Mobile phone technology firm Filtronic is preparing to axe jobs and has parted company with its chief executive following further production delays.
The Leeds-based firm said it is too early say how many jobs will go, but warned that it needs to take “significant” costs out of the business.
The firm employs 20 people at its wireless arm in Leeds, 80 in broadband in County Durham and 55 overseas.
Following the immediate departure of CEO Alan Needle, he has been replaced by chief financial officer Rob Smith.
Asked about the job losses, Mr Smith said: “We are working through the process. We can’t say how many will go. We have to go through a consultation process with staff.”
Asked whether the job losses would be major, he added: “We need to take a significant amount of cost out of the business.”
Mr Smith said Mr Needle had decided to step down.
“We are now up to our fourth profits warning this year. Yes, I think it’s fair to say he fell on his sword,” he said.
The group’s shares closed down 19 per cent at 14.25p.
Filtronic said it is now clear that wireless revenues will not build up as quickly as expected over the coming months.
It admitted that it is unlikely that any of the antenna projects in development will produce significant revenue before the year end on May 31.

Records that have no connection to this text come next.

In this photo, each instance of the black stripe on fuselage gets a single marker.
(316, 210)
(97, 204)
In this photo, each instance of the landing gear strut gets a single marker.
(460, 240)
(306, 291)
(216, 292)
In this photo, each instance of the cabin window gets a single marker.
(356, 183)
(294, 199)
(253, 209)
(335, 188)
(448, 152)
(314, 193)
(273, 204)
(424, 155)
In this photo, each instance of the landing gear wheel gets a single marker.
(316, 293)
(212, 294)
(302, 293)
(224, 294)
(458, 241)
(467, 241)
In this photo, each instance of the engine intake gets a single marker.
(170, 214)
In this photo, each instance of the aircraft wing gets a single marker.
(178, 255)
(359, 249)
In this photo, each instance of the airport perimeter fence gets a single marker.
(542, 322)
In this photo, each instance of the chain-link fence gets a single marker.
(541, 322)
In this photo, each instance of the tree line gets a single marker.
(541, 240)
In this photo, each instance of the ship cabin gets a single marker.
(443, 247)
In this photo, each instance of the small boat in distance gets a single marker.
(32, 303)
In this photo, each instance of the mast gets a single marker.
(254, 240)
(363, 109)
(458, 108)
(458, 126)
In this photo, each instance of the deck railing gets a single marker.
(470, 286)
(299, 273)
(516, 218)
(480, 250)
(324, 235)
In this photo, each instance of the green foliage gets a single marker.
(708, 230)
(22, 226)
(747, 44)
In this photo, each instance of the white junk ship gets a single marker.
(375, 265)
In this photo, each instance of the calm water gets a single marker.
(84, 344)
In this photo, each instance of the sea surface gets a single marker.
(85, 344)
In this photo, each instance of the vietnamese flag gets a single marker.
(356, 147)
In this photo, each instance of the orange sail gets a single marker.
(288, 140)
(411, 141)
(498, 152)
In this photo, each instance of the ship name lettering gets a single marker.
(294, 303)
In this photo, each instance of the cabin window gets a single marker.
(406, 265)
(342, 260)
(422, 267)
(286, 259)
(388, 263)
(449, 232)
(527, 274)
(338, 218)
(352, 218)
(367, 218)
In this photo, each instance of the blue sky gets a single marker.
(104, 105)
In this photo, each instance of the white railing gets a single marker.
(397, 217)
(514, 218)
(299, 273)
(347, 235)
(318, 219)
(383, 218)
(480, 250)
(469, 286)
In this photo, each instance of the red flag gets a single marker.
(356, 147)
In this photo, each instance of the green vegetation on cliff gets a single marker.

As a consequence annual wireless revenues will come in at around £10m, below analysts’ forecasts of £13m.
Mr Smith said that none of the programmes have been cancelled.
“The good news is that the programmes are starting now. We’re starting to see the build up, it’s just been a lot slower than it should have been,” he said.
Analysts at Panmure Gordon said: “While this latest news will further damage Filtronic’s credibility as a public company, we take some encouragement from the fact that decisive action has finally been taken to stem the tide of bad news.”
In January, the group reported a £4.5m half year pre-tax loss after results from its wireless business fell “substantially” short of expectations.
Filtronic is working on new mobile phone mast antennae that are far lighter and smaller than predecessors. Mr Smith said it is working on a number of interesting projects with Nokia.